Well the trek 6300 is mine, all mine. Won the auction on Ebay. Now just to arrange delivery


----------



## mrmacmusic (15 Dec 2011)

Moby Jones said:


> Well the trek 6300 is mine, all mine. Won the auction on Ebay. Now just to arrange delivery


So YOU won it... I was keeping my eye on that one hoping for a bargain


----------



## Moby Jones (16 Dec 2011)

mrmacmusic said:


> So YOU won it... I was keeping my eye on that one hoping for a bargain


 
Sorry mate, i hopefully will get it tomorrow. I will post some pics once i get some time.


----------



## mrmacmusic (16 Dec 2011)

Moby Jones said:


> Sorry mate, i hopefully will get it tomorrow. I will post some pics once i get some time.

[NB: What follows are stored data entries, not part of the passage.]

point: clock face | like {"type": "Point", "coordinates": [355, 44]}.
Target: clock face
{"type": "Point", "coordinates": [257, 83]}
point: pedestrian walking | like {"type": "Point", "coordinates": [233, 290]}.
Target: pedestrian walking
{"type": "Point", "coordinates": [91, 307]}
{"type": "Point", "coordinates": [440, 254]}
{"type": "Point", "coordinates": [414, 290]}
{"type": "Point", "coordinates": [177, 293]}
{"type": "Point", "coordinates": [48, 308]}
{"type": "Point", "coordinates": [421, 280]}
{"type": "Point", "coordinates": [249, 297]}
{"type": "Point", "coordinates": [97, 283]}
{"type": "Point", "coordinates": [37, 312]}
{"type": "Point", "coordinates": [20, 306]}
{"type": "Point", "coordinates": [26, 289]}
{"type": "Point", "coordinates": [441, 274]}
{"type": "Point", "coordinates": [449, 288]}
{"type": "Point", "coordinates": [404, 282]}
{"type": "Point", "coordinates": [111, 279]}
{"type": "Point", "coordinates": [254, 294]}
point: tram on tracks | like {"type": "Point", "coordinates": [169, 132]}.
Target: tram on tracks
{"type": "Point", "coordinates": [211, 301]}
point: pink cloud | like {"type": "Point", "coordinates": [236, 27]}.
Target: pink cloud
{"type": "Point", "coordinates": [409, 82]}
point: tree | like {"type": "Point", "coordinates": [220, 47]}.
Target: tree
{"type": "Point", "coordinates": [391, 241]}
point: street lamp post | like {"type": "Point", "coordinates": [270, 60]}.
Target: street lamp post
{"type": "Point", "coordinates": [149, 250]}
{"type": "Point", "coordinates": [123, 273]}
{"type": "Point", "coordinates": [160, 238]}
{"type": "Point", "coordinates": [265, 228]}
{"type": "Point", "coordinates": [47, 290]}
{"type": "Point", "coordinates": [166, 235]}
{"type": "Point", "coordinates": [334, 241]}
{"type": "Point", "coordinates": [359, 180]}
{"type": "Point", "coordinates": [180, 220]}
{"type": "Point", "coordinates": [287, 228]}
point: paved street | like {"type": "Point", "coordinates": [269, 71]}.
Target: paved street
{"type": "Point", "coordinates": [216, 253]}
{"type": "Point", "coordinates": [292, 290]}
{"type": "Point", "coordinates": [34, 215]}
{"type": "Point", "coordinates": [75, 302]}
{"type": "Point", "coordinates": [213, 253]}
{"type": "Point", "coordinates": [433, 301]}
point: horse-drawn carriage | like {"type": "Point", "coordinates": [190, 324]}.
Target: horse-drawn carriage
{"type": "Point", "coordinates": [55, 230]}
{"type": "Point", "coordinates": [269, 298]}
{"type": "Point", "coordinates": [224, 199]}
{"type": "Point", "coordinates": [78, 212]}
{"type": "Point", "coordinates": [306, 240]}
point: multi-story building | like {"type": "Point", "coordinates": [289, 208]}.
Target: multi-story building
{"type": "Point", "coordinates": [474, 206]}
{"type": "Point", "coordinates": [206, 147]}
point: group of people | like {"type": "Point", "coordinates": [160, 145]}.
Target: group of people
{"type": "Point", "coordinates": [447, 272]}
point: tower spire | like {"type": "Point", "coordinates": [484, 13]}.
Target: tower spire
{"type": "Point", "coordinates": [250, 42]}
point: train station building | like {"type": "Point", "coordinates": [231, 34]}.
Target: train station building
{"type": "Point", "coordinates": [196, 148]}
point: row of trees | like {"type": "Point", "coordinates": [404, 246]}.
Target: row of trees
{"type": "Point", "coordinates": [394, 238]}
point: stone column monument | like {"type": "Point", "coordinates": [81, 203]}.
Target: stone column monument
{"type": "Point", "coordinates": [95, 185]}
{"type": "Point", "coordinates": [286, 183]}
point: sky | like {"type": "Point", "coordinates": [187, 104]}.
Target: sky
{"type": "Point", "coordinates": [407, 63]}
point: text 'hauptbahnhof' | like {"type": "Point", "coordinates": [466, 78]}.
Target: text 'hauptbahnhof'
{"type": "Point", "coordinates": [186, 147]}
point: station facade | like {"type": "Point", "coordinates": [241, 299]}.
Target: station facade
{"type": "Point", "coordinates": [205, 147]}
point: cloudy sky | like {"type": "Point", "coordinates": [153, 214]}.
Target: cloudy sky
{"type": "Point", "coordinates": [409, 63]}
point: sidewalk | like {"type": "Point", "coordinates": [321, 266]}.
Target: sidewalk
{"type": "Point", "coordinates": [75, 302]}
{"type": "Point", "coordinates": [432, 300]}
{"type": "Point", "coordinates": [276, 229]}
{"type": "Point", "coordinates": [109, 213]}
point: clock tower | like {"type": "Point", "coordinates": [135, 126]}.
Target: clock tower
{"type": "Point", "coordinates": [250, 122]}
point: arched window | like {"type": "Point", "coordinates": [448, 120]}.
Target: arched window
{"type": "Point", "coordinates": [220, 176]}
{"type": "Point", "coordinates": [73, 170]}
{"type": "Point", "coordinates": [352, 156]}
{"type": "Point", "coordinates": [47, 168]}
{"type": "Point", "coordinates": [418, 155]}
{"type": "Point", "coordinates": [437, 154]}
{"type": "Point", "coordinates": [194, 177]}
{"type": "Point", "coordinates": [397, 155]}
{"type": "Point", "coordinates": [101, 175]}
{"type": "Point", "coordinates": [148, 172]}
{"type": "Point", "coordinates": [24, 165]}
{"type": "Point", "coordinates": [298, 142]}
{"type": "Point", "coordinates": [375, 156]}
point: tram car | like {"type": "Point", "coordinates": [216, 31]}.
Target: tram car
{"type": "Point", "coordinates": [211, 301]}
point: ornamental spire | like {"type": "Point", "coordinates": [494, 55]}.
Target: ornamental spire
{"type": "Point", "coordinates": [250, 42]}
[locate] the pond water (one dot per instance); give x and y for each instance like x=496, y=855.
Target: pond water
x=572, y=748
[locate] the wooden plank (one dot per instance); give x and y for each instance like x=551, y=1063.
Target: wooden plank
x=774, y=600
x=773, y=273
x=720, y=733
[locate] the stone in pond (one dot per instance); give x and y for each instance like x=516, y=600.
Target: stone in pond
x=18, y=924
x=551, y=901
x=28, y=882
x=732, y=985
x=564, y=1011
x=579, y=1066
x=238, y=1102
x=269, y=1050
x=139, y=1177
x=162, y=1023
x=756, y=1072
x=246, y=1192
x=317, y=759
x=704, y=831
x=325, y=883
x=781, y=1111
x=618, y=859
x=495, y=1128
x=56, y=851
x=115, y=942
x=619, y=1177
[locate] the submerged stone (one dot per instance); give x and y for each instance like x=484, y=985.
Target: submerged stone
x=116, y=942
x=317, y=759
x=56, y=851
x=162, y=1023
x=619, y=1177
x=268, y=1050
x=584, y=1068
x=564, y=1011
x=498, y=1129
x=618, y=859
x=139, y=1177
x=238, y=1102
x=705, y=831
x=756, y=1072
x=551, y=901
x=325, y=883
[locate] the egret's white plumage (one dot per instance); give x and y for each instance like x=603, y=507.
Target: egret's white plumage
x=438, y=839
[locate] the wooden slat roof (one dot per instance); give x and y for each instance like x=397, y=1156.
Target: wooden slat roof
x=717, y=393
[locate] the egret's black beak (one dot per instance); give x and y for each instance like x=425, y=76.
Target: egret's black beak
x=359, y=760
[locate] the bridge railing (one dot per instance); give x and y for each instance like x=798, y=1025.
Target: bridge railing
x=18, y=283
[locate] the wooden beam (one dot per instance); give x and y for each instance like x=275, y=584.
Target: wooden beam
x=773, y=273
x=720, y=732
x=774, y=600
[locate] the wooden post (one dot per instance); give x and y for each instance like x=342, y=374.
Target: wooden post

No worries – I didn't enter the bidding frenzy, but it caught my eye with no bids as £200. Hopefully it arrives safe and sound 

I'm still watching a few 6500's with disc brakes (my 2006 didn't have them) as well as a Rockhopper or two, and there's also a Gary Fisher Marlin which looks intriguing (very similar bike but a 29er)... My best bet however might be a local pickup Trek 4500, but either way, I'm hoping to get sorted this weekend!


----------



## Moby Jones (20 Dec 2011)

Got my new Bike on Monday, took me a while to get everything assembled. 
I am going to hopefully take the bike into work tomorrow, one final commute before i knock off for the holidays....


----------